Sunday, July 20, 2008

In 1946, fame was in the future for several new Santa Monica lifeguards

IT WAS a moment of beginnings: 14 fresh-faced young men, still wet from the surf, standing ramrod straight at the end of the Santa Monica Pier. It was the start of the summer of '46 and of careers that would make many of them legendary watermen. Surf culture was in its infancy -- the global exportation of the carefree California lifestyle was a wave decades away from cresting, the Beach Boys were still little boys, and the woodie wagon was still just a car.

The shot captures the men with colorful lives still ahead of them and one thing behind them: a 1,000-meter, 25-minute swim in the Pacific Ocean that officially certified them as the season's Santa Monica Lifeguards.

"The guys were mostly new that year," recalls Dave Heiser, second from left. "And they turned out to be a pretty famous bunch." Heiser points out Buzzy Trent, sixth from the right, who went on to become a legendary big wave surfer; Matt Kivlin, second from right, the influential board shaper; and Dave Rochlen, third from right, who went on to create the bright, floral-festooned trunks called Jams that became a 1980s clothing craze.

It was also a beginning for Heiser, then 22 and fresh out of a three-year hitch in the Navy. "I'd wanted to be a lifeguard since I was 17, but I wasn't old enough at the time," he says. "By the time I got back, I was a little older than the rest of the group." Heiser would juggle lifeguarding with teaching physical education at John Adams Middle School in Santa Monica until 1960, when vice principal duties prevented him from continuing.

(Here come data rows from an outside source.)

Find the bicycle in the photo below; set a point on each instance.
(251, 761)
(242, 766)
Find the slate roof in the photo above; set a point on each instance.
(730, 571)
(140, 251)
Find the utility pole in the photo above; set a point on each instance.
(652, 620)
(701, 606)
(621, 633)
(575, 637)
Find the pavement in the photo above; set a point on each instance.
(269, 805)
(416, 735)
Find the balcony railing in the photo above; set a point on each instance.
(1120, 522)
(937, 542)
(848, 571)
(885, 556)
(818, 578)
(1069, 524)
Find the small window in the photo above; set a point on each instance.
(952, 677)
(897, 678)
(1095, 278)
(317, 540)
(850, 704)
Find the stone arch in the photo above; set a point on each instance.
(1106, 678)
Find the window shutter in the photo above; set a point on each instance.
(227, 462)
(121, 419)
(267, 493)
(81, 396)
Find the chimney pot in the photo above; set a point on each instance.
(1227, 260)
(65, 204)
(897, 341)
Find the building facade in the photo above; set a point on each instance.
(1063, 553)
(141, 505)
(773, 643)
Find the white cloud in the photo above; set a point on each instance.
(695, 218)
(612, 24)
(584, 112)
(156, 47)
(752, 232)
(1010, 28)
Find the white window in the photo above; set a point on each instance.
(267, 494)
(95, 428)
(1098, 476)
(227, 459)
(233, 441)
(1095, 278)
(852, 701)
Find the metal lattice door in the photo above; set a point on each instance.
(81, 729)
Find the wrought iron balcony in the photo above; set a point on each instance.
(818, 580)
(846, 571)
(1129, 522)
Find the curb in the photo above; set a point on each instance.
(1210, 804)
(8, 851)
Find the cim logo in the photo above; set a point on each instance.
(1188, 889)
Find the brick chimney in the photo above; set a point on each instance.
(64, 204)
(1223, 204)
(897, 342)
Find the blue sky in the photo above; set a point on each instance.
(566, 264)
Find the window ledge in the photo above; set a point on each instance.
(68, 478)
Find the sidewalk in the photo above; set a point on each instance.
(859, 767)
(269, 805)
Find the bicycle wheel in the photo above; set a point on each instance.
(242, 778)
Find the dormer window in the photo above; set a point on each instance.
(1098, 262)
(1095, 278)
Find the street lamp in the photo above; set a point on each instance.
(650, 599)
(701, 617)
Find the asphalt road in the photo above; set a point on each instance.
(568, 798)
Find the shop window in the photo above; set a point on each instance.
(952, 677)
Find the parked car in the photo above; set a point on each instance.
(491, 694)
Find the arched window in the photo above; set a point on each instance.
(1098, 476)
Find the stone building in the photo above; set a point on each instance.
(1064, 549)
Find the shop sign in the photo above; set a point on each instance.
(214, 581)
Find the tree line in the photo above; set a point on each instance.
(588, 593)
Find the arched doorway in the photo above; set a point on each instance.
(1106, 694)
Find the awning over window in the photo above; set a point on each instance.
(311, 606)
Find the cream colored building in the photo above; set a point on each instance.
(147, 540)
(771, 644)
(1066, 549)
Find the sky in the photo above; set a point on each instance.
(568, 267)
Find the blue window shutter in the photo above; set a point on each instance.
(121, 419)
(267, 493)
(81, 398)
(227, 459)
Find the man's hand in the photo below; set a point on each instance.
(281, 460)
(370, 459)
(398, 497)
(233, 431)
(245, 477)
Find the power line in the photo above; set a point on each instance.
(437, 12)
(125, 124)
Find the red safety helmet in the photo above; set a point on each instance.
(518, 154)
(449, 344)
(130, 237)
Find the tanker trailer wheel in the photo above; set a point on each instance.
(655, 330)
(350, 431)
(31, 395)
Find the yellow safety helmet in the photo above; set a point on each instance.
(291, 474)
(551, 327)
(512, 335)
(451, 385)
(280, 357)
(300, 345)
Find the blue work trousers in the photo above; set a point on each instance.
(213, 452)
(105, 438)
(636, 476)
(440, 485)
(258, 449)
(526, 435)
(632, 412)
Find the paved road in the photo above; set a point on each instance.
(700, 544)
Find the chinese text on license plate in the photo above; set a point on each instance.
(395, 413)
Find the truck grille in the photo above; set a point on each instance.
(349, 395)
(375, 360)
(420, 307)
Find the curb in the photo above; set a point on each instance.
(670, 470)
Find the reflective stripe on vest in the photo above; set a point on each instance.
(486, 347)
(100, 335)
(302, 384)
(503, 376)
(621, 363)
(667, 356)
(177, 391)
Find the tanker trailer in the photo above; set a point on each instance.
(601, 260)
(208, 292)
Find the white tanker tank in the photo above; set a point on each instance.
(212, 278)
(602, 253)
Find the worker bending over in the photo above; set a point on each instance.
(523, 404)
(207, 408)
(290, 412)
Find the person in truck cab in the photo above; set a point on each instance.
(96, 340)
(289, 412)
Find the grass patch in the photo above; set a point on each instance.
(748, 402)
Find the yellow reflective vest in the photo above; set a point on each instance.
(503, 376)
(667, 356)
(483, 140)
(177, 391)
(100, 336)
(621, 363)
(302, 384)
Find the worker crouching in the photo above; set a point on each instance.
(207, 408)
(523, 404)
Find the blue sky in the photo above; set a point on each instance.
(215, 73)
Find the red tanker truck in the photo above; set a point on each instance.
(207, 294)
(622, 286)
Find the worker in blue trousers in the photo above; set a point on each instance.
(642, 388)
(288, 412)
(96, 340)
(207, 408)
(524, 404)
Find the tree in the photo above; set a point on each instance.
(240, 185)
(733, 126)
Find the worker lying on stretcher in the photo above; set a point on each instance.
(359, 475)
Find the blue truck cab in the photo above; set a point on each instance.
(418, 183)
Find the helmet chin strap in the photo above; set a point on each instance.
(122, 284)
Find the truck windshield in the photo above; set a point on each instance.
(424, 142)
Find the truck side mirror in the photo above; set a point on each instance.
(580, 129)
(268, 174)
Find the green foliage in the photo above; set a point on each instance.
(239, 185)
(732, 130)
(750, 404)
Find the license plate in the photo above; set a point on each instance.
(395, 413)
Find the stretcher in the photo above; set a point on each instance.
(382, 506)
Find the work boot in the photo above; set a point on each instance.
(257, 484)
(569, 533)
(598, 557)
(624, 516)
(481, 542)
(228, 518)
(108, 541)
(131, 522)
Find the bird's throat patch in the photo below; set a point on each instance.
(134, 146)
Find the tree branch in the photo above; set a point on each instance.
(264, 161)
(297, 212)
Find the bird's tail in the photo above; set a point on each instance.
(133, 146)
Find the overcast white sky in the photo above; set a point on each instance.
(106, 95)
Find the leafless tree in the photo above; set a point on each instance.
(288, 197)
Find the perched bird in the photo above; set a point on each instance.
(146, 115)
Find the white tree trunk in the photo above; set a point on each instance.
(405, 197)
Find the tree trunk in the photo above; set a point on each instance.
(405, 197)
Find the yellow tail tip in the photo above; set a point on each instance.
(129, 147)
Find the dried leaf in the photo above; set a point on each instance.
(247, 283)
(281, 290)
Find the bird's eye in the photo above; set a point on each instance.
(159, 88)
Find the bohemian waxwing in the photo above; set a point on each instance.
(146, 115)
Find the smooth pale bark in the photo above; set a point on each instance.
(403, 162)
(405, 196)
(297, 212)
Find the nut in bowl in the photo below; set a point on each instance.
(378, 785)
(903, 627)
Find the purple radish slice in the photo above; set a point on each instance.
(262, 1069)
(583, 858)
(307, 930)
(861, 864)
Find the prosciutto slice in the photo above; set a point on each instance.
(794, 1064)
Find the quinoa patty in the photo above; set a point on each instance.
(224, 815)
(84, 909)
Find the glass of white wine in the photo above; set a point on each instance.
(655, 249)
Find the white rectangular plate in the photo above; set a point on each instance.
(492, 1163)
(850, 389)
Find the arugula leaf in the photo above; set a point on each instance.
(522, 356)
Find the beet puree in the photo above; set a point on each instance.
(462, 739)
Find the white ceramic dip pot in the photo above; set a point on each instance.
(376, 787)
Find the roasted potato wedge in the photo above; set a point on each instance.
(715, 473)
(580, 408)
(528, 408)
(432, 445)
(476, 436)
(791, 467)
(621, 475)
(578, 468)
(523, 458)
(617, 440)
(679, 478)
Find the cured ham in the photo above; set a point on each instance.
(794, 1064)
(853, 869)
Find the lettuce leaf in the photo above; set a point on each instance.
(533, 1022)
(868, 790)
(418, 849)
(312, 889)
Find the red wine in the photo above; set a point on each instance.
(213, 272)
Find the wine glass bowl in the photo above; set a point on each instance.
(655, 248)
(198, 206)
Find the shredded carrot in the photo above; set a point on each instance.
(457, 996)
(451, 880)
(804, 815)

The red, snap-waisted, top-of-the-thigh shorts ("Standard-issue," Heiser says) reflect the style of the day, and the neatly trimmed hair and squeaky clean demeanor give the group a look that's more Disney than Point Dume, and light-years away from the stringy-haired, checkerboard-wearing, Spicoli-style surf rat that is today's image of the wave-craving set.

The Santa Monica Lifeguards have since become part of the L.A. County force, and many of the men in the photo are gone. But for Heiser, now 84, the old guard is never far away. His Santa Monica apartment is crammed with photos documenting a lifetime on the water, and this one hangs prominently near the door and in direct line of sight from his overstuffed chair.

As I lift the picture from the wall, Heiser has only one request: "Guard it with your life."